When the text color (foreground) and background color did not meet the contrast ratio, we adjusted the lightness value in the HSL function (hue, saturation, and lightness) up or down until it did.
This is not perfect though. There are color combinations that while they meet the contrast ratio are still not great on the eyes. Below, is an example of a board background dominant color that is really saturated. You can see it meets WCAG AA contrast ratio but it is still hard to look at. We’ll be working on adjusting our algorithm to account for this. We’re investigating ways to automatically adjust the saturation (the S in HSL) as an incremental step to make these saturated boards easier to view.

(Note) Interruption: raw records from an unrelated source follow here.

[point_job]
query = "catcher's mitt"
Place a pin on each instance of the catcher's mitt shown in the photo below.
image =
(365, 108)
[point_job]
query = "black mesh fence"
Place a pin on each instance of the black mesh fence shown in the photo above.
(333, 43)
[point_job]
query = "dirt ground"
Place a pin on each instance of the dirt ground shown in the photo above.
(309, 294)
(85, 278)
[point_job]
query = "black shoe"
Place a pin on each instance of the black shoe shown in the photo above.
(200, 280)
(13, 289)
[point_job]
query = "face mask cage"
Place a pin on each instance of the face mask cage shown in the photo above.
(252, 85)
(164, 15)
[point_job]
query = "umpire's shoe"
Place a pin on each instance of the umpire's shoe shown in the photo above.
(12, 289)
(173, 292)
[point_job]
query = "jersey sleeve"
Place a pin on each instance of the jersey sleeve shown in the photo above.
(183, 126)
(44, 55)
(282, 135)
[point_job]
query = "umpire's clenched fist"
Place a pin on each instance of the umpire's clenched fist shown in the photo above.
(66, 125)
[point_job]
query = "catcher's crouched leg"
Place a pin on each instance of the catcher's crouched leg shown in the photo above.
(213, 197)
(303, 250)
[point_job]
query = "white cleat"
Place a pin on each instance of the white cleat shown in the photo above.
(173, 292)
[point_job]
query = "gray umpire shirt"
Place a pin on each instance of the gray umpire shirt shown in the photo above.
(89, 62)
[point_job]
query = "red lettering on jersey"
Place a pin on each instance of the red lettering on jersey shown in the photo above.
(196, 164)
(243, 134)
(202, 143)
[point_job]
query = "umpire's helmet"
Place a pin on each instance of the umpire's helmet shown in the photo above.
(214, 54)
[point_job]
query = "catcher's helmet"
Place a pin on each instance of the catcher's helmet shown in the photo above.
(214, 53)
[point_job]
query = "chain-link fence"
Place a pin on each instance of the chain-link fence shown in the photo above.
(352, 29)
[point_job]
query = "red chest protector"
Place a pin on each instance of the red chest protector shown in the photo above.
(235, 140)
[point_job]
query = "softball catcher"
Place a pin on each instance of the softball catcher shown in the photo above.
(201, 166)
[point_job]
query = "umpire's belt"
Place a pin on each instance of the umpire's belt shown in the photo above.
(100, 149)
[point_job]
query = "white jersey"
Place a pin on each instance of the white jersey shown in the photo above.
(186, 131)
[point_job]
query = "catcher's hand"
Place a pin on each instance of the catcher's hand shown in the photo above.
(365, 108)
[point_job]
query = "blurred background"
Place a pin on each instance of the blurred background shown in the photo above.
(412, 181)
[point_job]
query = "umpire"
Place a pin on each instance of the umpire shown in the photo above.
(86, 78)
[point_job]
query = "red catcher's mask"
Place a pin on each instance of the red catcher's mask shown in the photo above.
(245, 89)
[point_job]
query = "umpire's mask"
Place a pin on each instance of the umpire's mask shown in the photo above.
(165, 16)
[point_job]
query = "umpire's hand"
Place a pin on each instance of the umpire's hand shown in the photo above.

We’re also monitoring new innovations. The W3C has a Visual Contrast of Text Subgroup that is working on the Advanced Perceptual Contrast Algorithm (APCA) which is a new way to compute contrast based on modern research on color perception. We’re excited to watch this standard as it evolves but are currently not implementing it since leaders in the accessibility community are cautioning against adopting this experimental approach too quickly.
Performance
In addition to accessibility, performance is always top of mind. We wanted the board page to paint as fast as possible. Since we added more data that the components rely upon, we needed to make sure this didn’t make the UI slower.
To parallelize operations instead of having them be serial, we fetched data about boards as early as possible in the lifecycle of this single page application (SPA) so it existed in the Apollo Cache in the browser by the time components rendered. We made sure the dominant background color and brightness values are added to this early data fetching and caching.
With this in place, we no longer needed to wait for a network request to start and complete as part of the UI component rendering process. We measured rendering duration for a React component using the React DevTools profiler.
Now, the React custom hook for theming kicks in and reads the dominant background color and brightness values from Apollo Cache and sets the computed CSS custom properties into the DOM. Browsers are highly optimized to parse and apply CSS so all the UI components referencing these CSS variables change color quickly.
We found CSS custom properties to be a very useful solution for dynamic, accessible, and high-performing themes on Trello. I hope this post encourages others to experiment with CSS custom properties as well!